It isn't hard to grow sales in a strong economy, and that challenge gets even easier when you have the right retailing strategies in place. Of course, it also helps to have the world's biggest selling footprint, like Walmart (WMT 0.57%) does.

In its final quarterly earnings release before the start of the key holiday shopping season, the retailing titan just demonstrated how its multichannel selling approach is delivering accelerating sales and profit growth to keep it ahead of many of its smaller peers. 

A couple shops for a TV.

Image source: Getty Images.

Thinks keep looking up

Back in August, the company revealed some of the strongest demand trends it has achieved in a decade, and Walmart went on to build on that positive momentum over the next few months. For the summer period, comparable-store sales improved by 3.4% in the core U.S. market thanks to a mix of higher customer traffic, increased average spending per visit, and surging e-commerce sales.

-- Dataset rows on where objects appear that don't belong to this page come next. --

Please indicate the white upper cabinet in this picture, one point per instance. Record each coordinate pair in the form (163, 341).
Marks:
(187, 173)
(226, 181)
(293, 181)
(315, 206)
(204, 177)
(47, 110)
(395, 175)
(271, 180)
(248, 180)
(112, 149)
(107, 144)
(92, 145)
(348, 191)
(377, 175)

Together, these improvements added up to a slowdown from the prior quarter's 4.5% sales spike. However, that's mainly a side effect of the elevated, hurricane-fueled revenue that Walmart logged in the prior-year period. In a conference call with analysts, executives noted that the combined 2-year growth was above 6%, just as it was last quarter. "It has been over ten years since we've had back-to-back quarters with two-year ... comps above 6%," they noted. 

Winning share

CEO Dough McMillon admitted that industry tailwinds played a big role in Walmart's latest growth. However, the company is also stealing market share in key categories like fresh food groceries. That's likely bad news for Kroger (KR -0.43%), which has been losing business to its chief rival in recent quarters.

Walmart's e-commerce sales are outpacing the broader industry, too, as customers enthusiastically sign up for grocery pickup and home deliveries. The online sales channel spiked 43% this quarter and accounted for 1.4 percentage points of the overall comps gain, compared to 1 percentage point in the fiscal second quarter.

Early success here has Walmart even more confident about the online grocery ordering niche. "Grocery pickup has consistently delivered one of the highest [customer satisfaction] scores we've ever had," management said, so the retailer is moving quickly to expand its pickup and same-day delivery options to its entire national selling footprint.

Onward and upward

These wins formed the foundation for Walmart's second straight full-year sales and profit outlook upgrade. Comps are now predicted to rise by a bit more than 3% in the U.S., compared to the 3% target they laid out in August and the 2% initial goal. Peers including Target and Costco are on pace for stronger results, but Walmart's demand trends are still headed in the right direction.

Overall adjusted earnings should expand more quickly than sales, rising 8% to between $4.75 and $4.85 per share.

As usual, actual results could differ significantly from these updated predictions. However, the company's momentum implies that, if anything, it might modestly outperform expectations when the holiday shopping season officially kicks off in a few days. "Customers are responding to the improved omnichannel shopping experience, and this is translating nicely to market share gains," executives summarized for investors. "We feel good about our competitive position heading into the holiday season."